The ICTY will complete its mandate within two years, and close its doors by the end of 2017. Over the past 22 years, the Tribunal has changed the landscape of international humanitarian law and conflict resolution and produced precedent-setting decisions on genocide, war crimes and crimes against humanity. Its experience has influenced the creation and proceedings of other international tribunals, including the International Criminal Court (ICC). According to the Prosecutor, both legal as well as political lessons were learned from the ICTY. When the Tribunal was established, many indictees remained at large and there was a lack of political support from countries of the former Yugoslavia. However all 161 indictees have been caught and the ICTY is the only tribunal that has no remaining fugitives.
Prosecutor Brammertz credited two factors for this turn-around: (1) the support of the United States government, which supported the tribunal financially and logistically from the outset, and (2) the conditionality policy of the European Union. The European Union mandated that a precursor to membership was full cooperation with the tribunal, particularly in locating and turning over fugitives. At the time, this political push made a significant impact, as many states from the former Yugoslavia were vying to enter the EU.
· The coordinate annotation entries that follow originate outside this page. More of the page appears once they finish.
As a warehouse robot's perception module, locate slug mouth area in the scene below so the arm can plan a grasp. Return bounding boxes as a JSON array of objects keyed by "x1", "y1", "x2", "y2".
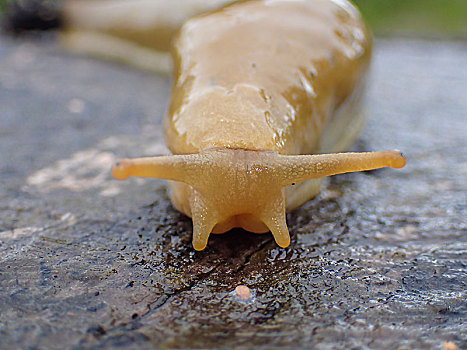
[
  {"x1": 212, "y1": 214, "x2": 269, "y2": 233},
  {"x1": 112, "y1": 148, "x2": 405, "y2": 250}
]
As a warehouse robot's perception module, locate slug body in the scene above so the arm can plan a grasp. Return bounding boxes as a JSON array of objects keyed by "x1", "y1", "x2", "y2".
[{"x1": 68, "y1": 0, "x2": 405, "y2": 250}]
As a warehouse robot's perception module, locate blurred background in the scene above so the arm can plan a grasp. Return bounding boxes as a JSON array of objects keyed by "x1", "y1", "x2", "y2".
[{"x1": 0, "y1": 0, "x2": 467, "y2": 40}]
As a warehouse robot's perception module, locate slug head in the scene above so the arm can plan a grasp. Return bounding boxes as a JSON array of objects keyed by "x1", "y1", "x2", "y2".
[{"x1": 112, "y1": 148, "x2": 405, "y2": 250}]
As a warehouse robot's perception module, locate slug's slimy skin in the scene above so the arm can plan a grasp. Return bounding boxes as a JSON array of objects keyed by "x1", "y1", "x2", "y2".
[{"x1": 64, "y1": 0, "x2": 405, "y2": 250}]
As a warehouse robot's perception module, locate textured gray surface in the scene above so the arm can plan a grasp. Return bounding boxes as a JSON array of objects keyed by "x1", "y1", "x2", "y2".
[{"x1": 0, "y1": 37, "x2": 467, "y2": 349}]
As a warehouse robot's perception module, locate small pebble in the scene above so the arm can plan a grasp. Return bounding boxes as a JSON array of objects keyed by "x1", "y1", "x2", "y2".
[
  {"x1": 443, "y1": 341, "x2": 459, "y2": 350},
  {"x1": 235, "y1": 285, "x2": 251, "y2": 300}
]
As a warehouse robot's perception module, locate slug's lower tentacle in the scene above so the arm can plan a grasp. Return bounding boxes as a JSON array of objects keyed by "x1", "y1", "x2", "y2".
[
  {"x1": 260, "y1": 191, "x2": 290, "y2": 248},
  {"x1": 112, "y1": 148, "x2": 405, "y2": 250},
  {"x1": 190, "y1": 192, "x2": 219, "y2": 250}
]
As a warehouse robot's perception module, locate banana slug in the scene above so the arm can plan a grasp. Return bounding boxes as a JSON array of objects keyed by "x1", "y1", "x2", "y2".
[{"x1": 71, "y1": 0, "x2": 405, "y2": 250}]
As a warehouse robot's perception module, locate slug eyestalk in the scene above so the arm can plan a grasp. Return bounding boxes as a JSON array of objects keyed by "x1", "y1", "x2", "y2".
[{"x1": 112, "y1": 148, "x2": 405, "y2": 250}]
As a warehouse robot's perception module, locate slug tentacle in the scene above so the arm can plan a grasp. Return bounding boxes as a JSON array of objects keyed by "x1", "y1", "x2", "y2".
[
  {"x1": 277, "y1": 151, "x2": 405, "y2": 185},
  {"x1": 112, "y1": 148, "x2": 405, "y2": 250},
  {"x1": 190, "y1": 192, "x2": 218, "y2": 250}
]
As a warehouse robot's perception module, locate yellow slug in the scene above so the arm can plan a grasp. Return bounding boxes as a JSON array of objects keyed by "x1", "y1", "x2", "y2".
[{"x1": 65, "y1": 0, "x2": 405, "y2": 250}]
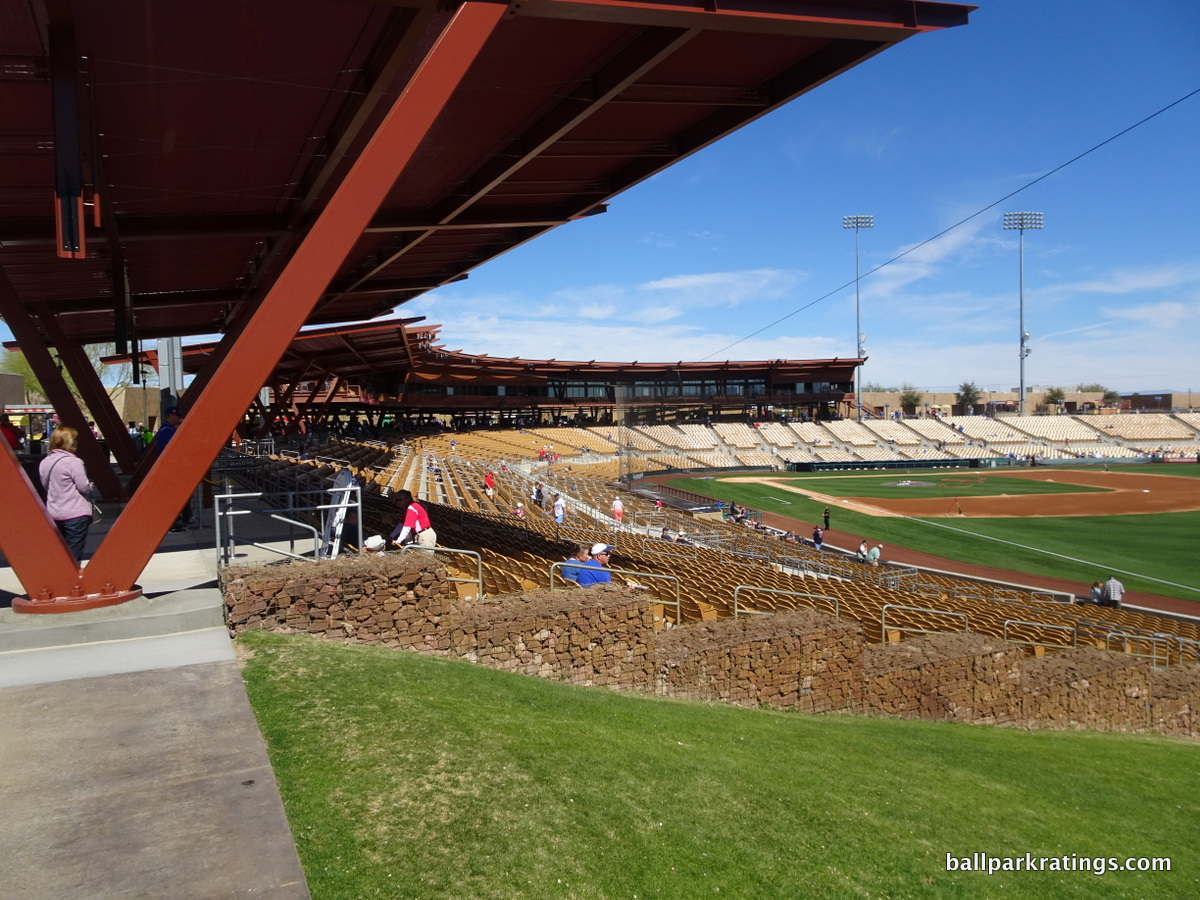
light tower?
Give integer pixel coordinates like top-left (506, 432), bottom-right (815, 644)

Prosecutor Brammertz then spoke to the importance of capacity building in all conflict zones including ICC countries and used his experiences at the ICTY as an example. The Tribunal worked to ensure greater cooperation between countries and between the Tribunal and national justice systems. The ICTY’s database of over 10 million documents, which is available to national prosecutors, has been utilized in national and local prosecutions, and local prosecutors have been integrated into the ICTY as well.
The Prosecutor also shared his lessons learned in regards to the scope of an indictment. In its early years, the ICTY detailed too many crimes in indictments, which were timely, costly and allowed the case to get bogged down in details, whereas indictments at the ICC are very limited and often cannot represent each situation in its entirety. If the indictment is too encumbered, it can detract from the overall picture and be redundant; but if an indictment is very short this may place too much responsibility upon witnesses. Thus, a middle ground must be found in this important area.
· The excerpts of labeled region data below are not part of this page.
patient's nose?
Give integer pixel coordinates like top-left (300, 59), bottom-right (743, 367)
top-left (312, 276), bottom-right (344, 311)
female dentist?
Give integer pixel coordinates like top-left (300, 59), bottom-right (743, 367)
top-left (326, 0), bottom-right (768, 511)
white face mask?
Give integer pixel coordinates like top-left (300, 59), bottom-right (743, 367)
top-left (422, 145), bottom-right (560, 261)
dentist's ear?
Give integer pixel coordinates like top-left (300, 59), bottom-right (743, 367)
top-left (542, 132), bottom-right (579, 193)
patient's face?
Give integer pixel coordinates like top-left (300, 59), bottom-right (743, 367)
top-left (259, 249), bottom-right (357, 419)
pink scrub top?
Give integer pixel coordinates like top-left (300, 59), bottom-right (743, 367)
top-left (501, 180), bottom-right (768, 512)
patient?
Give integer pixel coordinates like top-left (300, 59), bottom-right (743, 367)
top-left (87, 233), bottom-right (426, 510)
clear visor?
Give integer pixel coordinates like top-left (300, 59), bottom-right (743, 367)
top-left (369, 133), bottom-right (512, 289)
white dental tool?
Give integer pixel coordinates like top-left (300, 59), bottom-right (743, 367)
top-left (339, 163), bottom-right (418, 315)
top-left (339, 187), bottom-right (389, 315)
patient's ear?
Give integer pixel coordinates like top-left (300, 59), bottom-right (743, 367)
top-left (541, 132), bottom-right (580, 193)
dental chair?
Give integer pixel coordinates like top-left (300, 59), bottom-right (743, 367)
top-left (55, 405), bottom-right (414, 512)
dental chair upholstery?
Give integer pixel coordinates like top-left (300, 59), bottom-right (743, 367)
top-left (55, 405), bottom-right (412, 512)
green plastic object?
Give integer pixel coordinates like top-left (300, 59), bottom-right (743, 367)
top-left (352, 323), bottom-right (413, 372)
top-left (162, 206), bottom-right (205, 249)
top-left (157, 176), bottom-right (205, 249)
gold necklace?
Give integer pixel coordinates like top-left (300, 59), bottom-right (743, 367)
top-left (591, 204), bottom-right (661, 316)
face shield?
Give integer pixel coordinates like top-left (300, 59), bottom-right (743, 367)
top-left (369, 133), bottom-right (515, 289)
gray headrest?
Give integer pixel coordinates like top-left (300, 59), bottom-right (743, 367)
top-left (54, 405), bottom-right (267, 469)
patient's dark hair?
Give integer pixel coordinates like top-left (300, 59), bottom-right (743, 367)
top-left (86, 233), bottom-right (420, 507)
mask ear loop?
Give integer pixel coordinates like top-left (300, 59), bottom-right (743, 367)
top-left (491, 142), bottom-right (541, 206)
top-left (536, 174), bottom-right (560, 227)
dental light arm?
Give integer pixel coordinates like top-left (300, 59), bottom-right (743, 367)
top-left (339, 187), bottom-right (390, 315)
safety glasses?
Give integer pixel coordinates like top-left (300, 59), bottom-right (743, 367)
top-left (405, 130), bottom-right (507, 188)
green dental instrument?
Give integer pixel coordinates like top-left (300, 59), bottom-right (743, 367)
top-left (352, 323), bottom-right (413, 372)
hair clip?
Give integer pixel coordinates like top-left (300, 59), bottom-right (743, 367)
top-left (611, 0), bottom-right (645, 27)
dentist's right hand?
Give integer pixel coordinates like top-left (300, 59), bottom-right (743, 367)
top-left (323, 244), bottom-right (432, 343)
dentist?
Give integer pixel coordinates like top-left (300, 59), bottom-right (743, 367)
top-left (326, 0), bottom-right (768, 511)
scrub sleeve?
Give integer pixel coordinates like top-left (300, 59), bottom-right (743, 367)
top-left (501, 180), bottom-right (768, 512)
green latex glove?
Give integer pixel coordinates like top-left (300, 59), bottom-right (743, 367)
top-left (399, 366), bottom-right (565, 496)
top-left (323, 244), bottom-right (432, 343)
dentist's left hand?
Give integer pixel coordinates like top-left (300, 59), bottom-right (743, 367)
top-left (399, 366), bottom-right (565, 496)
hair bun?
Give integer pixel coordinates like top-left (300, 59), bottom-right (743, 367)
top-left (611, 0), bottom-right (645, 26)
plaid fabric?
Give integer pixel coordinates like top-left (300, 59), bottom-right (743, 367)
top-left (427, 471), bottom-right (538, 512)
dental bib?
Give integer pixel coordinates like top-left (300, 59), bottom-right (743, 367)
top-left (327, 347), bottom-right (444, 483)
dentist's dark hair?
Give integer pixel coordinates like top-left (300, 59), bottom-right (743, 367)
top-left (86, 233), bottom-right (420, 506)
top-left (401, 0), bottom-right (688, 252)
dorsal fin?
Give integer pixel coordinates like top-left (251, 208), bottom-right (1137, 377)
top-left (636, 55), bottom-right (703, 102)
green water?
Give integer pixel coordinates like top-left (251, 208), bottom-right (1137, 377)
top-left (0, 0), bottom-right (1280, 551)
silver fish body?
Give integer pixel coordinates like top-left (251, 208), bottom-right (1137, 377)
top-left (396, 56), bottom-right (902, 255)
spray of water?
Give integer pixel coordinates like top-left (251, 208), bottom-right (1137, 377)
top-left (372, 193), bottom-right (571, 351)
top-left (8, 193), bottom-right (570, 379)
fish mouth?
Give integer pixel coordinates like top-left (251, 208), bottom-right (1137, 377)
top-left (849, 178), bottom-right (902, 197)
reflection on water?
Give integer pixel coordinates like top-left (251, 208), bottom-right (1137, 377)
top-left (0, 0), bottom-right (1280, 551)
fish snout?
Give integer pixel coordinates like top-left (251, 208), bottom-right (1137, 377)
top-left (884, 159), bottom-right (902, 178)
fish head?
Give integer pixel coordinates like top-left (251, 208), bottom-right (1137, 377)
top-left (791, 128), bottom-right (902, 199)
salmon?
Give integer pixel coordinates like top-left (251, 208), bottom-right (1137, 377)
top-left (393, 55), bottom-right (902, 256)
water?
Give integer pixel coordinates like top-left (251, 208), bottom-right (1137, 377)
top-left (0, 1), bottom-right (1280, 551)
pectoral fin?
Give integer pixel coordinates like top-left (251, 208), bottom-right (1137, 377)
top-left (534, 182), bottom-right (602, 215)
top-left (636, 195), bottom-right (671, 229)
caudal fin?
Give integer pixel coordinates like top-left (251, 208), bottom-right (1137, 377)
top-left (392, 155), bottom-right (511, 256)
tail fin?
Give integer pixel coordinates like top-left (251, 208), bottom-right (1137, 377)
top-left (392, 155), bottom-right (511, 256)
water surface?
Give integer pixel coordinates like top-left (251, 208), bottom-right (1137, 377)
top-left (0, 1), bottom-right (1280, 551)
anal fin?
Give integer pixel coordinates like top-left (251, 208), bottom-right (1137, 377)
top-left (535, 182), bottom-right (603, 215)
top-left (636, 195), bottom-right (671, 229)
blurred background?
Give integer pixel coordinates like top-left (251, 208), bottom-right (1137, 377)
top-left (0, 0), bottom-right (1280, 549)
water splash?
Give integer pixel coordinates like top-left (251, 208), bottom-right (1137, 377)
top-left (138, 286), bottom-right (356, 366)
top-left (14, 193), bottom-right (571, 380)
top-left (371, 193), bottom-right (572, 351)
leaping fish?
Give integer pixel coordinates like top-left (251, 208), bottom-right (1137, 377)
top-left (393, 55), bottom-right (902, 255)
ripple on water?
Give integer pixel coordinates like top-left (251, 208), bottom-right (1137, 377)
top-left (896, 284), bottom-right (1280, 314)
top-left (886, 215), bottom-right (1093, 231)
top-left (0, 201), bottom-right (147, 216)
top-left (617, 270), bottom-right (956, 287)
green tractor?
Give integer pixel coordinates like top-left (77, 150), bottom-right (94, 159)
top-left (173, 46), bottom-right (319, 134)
As the age of the ad hoc tribunals comes to an end, only the ICC will remain. The ICC, according to the Prosecutor, should focus upon national capacity building and should have a completion strategy for each situation. It cannot prosecute every crime and every perpetrator. Consequently, the ICC must selectively prosecute each case and enable the national system to handle the rest.
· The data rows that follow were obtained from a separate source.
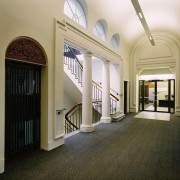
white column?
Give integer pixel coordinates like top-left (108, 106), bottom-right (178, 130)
top-left (101, 61), bottom-right (112, 123)
top-left (80, 52), bottom-right (94, 132)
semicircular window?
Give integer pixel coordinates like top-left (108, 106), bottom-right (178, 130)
top-left (111, 34), bottom-right (120, 51)
top-left (93, 21), bottom-right (106, 41)
top-left (64, 0), bottom-right (86, 28)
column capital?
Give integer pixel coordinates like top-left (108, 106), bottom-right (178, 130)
top-left (81, 49), bottom-right (92, 57)
top-left (169, 66), bottom-right (176, 74)
top-left (136, 68), bottom-right (143, 75)
top-left (102, 58), bottom-right (110, 64)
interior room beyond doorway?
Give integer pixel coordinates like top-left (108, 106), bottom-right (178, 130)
top-left (139, 73), bottom-right (175, 113)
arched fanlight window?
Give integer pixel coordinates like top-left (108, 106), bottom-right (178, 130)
top-left (64, 0), bottom-right (87, 28)
top-left (93, 20), bottom-right (106, 41)
top-left (111, 34), bottom-right (120, 51)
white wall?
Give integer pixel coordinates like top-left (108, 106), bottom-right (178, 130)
top-left (92, 60), bottom-right (102, 83)
top-left (130, 32), bottom-right (180, 112)
top-left (0, 0), bottom-right (129, 172)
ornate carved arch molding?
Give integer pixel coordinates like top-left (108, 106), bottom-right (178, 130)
top-left (6, 37), bottom-right (46, 65)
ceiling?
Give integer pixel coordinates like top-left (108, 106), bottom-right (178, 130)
top-left (87, 0), bottom-right (180, 45)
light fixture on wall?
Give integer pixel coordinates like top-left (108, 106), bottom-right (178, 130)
top-left (131, 0), bottom-right (155, 46)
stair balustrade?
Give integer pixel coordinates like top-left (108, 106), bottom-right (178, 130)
top-left (65, 101), bottom-right (102, 134)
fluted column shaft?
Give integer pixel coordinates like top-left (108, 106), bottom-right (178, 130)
top-left (80, 52), bottom-right (94, 132)
top-left (101, 61), bottom-right (112, 123)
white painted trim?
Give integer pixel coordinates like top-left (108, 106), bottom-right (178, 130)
top-left (47, 137), bottom-right (64, 151)
top-left (0, 158), bottom-right (5, 174)
top-left (56, 19), bottom-right (123, 63)
top-left (100, 117), bottom-right (112, 123)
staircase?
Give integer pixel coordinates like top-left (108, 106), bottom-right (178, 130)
top-left (64, 44), bottom-right (123, 134)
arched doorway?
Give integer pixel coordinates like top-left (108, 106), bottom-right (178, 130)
top-left (5, 37), bottom-right (46, 159)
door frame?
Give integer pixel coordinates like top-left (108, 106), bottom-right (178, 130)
top-left (139, 79), bottom-right (175, 113)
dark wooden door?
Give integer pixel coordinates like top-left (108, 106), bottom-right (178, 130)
top-left (5, 60), bottom-right (41, 159)
top-left (124, 81), bottom-right (128, 114)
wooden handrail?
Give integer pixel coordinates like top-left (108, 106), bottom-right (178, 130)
top-left (64, 45), bottom-right (119, 101)
top-left (68, 46), bottom-right (83, 70)
top-left (65, 100), bottom-right (102, 118)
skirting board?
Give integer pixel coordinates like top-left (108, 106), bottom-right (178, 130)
top-left (47, 137), bottom-right (64, 151)
top-left (0, 158), bottom-right (4, 174)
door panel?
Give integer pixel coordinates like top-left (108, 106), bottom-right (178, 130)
top-left (5, 61), bottom-right (41, 159)
top-left (139, 79), bottom-right (175, 113)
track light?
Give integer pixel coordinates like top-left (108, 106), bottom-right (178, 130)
top-left (131, 0), bottom-right (155, 46)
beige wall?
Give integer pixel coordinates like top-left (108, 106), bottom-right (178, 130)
top-left (0, 0), bottom-right (129, 172)
top-left (130, 32), bottom-right (180, 113)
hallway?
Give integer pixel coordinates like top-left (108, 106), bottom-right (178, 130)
top-left (0, 114), bottom-right (180, 180)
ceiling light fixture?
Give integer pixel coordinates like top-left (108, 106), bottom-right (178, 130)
top-left (131, 0), bottom-right (155, 46)
top-left (139, 13), bottom-right (143, 19)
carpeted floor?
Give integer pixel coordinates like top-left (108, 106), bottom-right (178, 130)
top-left (0, 114), bottom-right (180, 180)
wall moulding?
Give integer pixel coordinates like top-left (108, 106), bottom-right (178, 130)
top-left (56, 17), bottom-right (123, 64)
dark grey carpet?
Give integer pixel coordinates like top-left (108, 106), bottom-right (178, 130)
top-left (0, 114), bottom-right (180, 180)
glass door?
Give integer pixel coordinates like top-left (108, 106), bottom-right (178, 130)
top-left (139, 79), bottom-right (175, 113)
top-left (156, 80), bottom-right (169, 112)
top-left (139, 80), bottom-right (155, 111)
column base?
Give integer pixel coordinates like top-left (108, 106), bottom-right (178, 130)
top-left (175, 109), bottom-right (180, 116)
top-left (80, 124), bottom-right (94, 133)
top-left (100, 117), bottom-right (112, 123)
top-left (0, 158), bottom-right (4, 174)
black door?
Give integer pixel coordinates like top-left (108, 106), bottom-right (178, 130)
top-left (5, 61), bottom-right (41, 159)
top-left (124, 81), bottom-right (128, 114)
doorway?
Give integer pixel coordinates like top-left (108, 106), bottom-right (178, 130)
top-left (5, 61), bottom-right (41, 159)
top-left (124, 81), bottom-right (128, 114)
top-left (139, 79), bottom-right (175, 113)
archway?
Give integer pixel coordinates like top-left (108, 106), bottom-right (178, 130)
top-left (5, 37), bottom-right (46, 159)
Prosecutor Brammertz concluded by saying that it is the beginning of the end. Two decades ago, a sense of idealism prevailed and a strong belief existed that international institutions could bring justice to victims of atrocities. However, as the course of the past two decades has shown, it cannot stop atrocities from occurring around the world. Thus, it is also the end of the beginning, in that the international community has learned lessons and has developed alternative institutions to combat impunity. The reality is that international justice can no longer be the sole accountability mechanism to bring perpetrators to justice, and justice to victims. Rather, national and local capacity building, especially in the increasingly important area of forensic evidence, must be bolstered by the international community. In the end, justice at these levels simply cannot be replaced, for they will be responsible for performing this incredibly important role, and for combating the omnipresent threat of impunity.